Suicidio assistito, archiviato il procedimento giudiziario contro un medico belga

Venerdì 26 aprile, il medico belga Marc van Hoey è stato dismesso da ulteriori procedimenti giudiziari per il suo aiuto al suicidio di Simona de Moor. La Corte, e in precedenza anche il Pubblico Ministero, ha deciso che non si trattava di “eutanasia” e che pertanto il procedimento non sarebbe continuato.

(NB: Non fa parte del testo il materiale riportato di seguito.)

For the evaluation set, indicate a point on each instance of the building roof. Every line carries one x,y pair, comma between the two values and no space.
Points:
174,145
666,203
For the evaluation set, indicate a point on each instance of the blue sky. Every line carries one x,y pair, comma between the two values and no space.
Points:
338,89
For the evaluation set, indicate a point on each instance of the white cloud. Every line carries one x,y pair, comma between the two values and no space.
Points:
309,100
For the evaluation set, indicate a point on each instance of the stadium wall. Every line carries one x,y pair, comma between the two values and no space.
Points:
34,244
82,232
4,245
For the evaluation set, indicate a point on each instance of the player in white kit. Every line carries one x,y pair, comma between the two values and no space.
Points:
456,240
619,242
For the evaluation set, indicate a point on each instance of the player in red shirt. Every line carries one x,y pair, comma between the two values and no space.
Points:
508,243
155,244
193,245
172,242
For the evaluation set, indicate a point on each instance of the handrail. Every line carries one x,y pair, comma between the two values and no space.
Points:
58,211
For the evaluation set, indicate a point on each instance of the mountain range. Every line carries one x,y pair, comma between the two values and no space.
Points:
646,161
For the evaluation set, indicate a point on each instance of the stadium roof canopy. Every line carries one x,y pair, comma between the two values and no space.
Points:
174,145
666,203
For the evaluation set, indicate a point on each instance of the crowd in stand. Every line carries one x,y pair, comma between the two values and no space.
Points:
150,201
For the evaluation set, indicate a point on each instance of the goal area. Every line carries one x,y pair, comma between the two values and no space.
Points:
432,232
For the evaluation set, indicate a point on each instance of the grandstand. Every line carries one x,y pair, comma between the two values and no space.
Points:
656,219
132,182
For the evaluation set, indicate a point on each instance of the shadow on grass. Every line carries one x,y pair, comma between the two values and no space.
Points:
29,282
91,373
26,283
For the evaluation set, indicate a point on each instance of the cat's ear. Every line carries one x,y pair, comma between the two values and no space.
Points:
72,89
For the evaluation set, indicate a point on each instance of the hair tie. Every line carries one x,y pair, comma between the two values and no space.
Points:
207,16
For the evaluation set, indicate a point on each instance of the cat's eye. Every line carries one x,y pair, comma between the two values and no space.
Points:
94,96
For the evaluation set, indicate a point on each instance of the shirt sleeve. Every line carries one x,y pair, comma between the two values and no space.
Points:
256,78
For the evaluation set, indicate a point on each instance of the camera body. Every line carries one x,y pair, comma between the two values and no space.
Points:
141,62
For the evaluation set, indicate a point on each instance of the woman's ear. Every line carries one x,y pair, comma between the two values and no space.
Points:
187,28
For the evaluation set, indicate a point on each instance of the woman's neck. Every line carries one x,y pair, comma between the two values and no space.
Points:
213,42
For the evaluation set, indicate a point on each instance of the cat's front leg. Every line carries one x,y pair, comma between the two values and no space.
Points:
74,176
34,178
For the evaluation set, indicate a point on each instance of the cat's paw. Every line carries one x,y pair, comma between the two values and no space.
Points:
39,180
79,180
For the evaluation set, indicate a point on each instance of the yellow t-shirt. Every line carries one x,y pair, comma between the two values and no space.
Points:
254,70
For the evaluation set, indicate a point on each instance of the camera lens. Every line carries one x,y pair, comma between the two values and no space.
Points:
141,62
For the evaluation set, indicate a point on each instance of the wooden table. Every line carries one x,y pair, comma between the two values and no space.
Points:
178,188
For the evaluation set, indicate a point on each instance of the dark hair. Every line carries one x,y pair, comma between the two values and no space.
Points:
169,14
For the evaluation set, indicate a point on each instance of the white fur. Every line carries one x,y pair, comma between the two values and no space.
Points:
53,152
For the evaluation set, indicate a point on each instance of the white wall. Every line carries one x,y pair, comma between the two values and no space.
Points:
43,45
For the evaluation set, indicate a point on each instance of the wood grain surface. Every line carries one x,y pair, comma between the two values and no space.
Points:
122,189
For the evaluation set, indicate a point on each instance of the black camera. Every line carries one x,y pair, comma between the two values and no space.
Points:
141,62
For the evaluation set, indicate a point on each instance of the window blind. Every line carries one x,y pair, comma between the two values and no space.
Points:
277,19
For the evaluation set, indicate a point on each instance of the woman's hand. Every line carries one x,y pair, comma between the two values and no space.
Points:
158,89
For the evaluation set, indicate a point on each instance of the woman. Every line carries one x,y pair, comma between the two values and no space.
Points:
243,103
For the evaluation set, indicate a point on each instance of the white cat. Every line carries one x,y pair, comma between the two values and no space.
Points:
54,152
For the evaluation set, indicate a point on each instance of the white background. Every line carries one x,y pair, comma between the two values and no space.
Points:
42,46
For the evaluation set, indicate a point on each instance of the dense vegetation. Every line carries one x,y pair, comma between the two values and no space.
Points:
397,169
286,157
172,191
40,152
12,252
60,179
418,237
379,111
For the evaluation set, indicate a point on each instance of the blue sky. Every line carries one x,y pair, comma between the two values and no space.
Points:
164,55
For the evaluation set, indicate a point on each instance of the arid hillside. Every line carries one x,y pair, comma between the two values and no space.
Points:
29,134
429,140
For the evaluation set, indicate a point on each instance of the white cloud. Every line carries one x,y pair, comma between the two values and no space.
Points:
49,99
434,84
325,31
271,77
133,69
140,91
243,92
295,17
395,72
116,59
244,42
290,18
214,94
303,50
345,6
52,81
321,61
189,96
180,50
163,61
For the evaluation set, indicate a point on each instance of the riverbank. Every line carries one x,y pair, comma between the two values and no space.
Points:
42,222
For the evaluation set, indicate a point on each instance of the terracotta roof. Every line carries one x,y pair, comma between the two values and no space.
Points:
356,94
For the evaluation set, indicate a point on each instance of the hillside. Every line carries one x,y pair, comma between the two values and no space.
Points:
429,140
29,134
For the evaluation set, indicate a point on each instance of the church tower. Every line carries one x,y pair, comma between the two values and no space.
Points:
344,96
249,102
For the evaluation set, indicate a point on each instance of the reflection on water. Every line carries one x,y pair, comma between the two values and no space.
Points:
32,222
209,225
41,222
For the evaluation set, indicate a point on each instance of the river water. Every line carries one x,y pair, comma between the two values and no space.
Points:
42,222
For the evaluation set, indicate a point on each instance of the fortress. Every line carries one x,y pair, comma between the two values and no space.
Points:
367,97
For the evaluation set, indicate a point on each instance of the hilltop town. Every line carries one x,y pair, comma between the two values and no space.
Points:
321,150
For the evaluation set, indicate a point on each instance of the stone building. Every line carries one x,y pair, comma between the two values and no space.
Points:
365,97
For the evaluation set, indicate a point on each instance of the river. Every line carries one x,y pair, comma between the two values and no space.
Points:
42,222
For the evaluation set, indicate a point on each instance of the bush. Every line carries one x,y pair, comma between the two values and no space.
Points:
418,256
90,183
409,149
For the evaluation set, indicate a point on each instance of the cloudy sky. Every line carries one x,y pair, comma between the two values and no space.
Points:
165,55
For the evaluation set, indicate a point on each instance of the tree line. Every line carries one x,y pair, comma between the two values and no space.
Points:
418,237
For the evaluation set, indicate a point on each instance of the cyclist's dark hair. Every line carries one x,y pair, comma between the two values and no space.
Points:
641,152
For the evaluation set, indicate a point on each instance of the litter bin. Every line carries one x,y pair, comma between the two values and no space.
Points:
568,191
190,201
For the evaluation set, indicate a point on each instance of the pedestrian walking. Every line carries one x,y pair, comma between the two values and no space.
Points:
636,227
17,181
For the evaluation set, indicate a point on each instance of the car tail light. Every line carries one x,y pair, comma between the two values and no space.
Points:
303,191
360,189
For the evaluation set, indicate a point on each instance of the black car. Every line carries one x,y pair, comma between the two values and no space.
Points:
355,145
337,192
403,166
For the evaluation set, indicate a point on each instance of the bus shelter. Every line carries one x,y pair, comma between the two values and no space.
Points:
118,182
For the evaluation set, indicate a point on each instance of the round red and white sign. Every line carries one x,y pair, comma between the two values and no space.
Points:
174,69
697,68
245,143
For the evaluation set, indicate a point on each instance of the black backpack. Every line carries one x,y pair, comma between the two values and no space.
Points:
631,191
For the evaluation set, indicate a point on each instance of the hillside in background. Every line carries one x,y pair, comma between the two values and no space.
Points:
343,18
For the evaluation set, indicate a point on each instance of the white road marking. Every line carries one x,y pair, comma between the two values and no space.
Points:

Il caso era arrivato al Pubblico Ministero dopo che la Commissione belga di Controllo Eutanasia giudicò l’operato del medico come “non in linea con i criteri di accuratezza” della legge sull’eutanasia belga. La commissione ha concluso che non era convinto che le condizioni del paziente fossero medicalmente senza speranza. Inoltre, il medico non aveva consultato uno psichiatra, anche se avrebbe dovuto, dato che la sofferenza del paziente era psicologica e non terminale.

Simona de Moor , una signora di 85 anni, non voleva più vivere dopo la morte di sua figlia nel 2015. Quando ha perso anche suo marito, ha chiesto al suo medico di aiutarla a morire. Questo medico, dopo un lungo periodo di osservazione, acconsentì e fornì alla De Moor una mistura che lei bevve volontariamente. Morì pochi minuti dopo. Un canale televisivo australiano ha realizzato un documentario in cui è stato presentato il caso.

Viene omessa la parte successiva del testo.